Universal modelling of material and surface modifications for FEM simulation of drop forging of carbon steels

In this DFG-funded project, the influences of the scale layer on hot forging processes of steel materials are being investigated. While only carbon steels were considered in the first funding period, the alloy configuration is extended to include the element chromium in the second funding period. Other than existing literature, this project not only examines exemplary alloys, but also systematically investigates an entire steel grade. The focus is on the development of a holistic numerical representation of scale in the hot forging process chain. Within the thermomechanical simulation, the main attention is to be paid on real scale kinetics. These fundamentally influence the deformation processes in the forming zone. In the first funding period, the scale layer was modelled without a failure criterion during forming. However, in real hot forging processes critical stresses cause the scale layer to crack or slip.
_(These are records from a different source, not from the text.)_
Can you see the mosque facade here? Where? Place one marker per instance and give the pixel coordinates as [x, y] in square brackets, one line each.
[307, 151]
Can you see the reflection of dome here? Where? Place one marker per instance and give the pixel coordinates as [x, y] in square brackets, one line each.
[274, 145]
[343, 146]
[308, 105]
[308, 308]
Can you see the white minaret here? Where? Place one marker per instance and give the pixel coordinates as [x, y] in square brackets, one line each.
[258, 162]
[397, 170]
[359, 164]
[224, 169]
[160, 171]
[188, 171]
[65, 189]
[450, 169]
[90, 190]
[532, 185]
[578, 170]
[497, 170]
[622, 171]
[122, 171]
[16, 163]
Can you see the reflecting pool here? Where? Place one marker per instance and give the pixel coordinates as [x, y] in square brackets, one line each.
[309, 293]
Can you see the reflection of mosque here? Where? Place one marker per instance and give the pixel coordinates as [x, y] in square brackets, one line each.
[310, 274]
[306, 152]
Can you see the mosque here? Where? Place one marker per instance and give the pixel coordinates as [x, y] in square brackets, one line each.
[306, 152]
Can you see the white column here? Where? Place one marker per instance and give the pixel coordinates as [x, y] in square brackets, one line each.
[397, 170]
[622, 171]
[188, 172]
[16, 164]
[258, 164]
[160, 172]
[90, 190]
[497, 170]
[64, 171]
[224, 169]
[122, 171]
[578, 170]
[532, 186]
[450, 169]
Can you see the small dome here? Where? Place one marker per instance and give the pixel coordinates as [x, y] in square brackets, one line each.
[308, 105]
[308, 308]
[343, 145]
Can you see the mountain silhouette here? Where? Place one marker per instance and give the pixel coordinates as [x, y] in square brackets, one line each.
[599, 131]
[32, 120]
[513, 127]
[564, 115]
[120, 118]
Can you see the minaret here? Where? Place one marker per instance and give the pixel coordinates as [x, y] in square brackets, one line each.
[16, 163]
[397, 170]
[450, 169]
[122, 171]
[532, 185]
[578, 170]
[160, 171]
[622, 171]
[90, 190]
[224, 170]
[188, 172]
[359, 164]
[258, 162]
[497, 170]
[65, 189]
For a detailed representation of the local material temperature and the local friction conditions, which significantly influence the hot forging process, the failure of the scale layer during the process must therefore be taken into account in the numerical simulation. Moreover, for a holistic view of the hot forging process chain, the scale formation in the heating unit must be considered numerically. The results serve as input data for the forming simulation. The changes in the material properties of the base material as well as the scale layer are to be implemented in the commercial FE program Simufact Forming v16.0 by means of Fortran subroutines. Thus, a contribution for the process chain simulation in hot forging can be made under consideration of scale formation, microstructure transformation, tribology and scale damage depending on the relevant parameters such as temperature and alloying elements.